Loading the latest N rows into the cache seems way too fast.

Started by Ronabout 1 year ago7 messagesgeneral
Jump to latest
#1Ron
ronljohnsonjr@gmail.com

PG 9.6.24 and PG 14.15, if it matters.
(Yes, 9.6 is really EOL. I don't control that.)

(I could use pg_prewarm, but the table is much bigger than RAM, and
last_block value only has the newest record if data has never been
deleted. The oldest records regularly get deleted, and then the table is
vacuumed; thus, new records can be anywhere in the table.)

Thus, roll my own cache-loading statement.

The bigint "id" column in "mytbl" is populated from a sequence, and so is
monotonically increasing: the newest records will have the biggest id
values.
The table also has a bytea column that averages about 100KB.

Loading 200K rows is more than 200MB. I expected this "prewarm" statement
to take much longer than 1/2 second. Am I still in the dark ages of
computer speed, or is this statement not doing what I hope it's doing?

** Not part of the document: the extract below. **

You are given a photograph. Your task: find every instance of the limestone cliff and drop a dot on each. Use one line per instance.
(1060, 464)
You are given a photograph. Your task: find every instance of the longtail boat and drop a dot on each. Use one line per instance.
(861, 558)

$ time psql -h foo bar -Xc "DO \$\$ BEGIN PERFORM * FROM mytbl ORDER BY id
DESC LIMIT 200000 ; END \$\$;"
DO

real 0m0.457s
user 0m0.005s
sys 0m0.004s

--
Death to <Redacted>, and butter sauce.
Don't boil me, I'm still alive.
<Redacted> lobster!

#2Christoph Moench-Tegeder
cmt@burggraben.net
In reply to: Ron (#1)
Re: Loading the latest N rows into the cache seems way too fast.

## Ron Johnson (ronljohnsonjr@gmail.com):

Loading 200K rows is more than 200MB. I expected this "prewarm" statement
to take much longer than 1/2 second. Am I still in the dark ages of
computer speed, or is this statement not doing what I hope it's doing?

$ time psql -h foo bar -Xc "DO \$\$ BEGIN PERFORM * FROM mytbl ORDER BY id
DESC LIMIT 200000 ; END \$\$;"

You can check what that statement does - e.g. in pg_stat_statements,
or (on an idle database, so the effects aren't lost in the noise) in
pg_stat_database or pg_statio_user_tables.
Between what the storage components of the last decade (e.g. those
SATA SSDs which are already being replaced in the market by NVME)
can deliver (>400MB/s, often marketed as ">500 MB/s" but on SATA that's
optimistic) and the fact that there are most likely some blocks
in the database' buffer and/or the OS buffer, the observed throughput
is not neccessarily unrealistic. With modern "server" hardware, getting
throughput in the "gigabytes per second" range is considered normal and
expected.

Regards,
Christoph

--
Spare Space

#3Tom Lane
tgl@sss.pgh.pa.us
In reply to: Ron (#1)
Re: Loading the latest N rows into the cache seems way too fast.

Ron Johnson <ronljohnsonjr@gmail.com> writes:

The bigint "id" column in "mytbl" is populated from a sequence, and so is
monotonically increasing: the newest records will have the biggest id
values.
The table also has a bytea column that averages about 100KB.

Loading 200K rows is more than 200MB. I expected this "prewarm" statement
to take much longer than 1/2 second. Am I still in the dark ages of
computer speed, or is this statement not doing what I hope it's doing?

It's not pulling in the TOAST storage where the bytea column lives.
(pg_prewarm wouldn't have either, without special pushups.)

regards, tom lane

#4Ron
ronljohnsonjr@gmail.com
In reply to: Tom Lane (#3)
Re: Loading the latest N rows into the cache seems way too fast.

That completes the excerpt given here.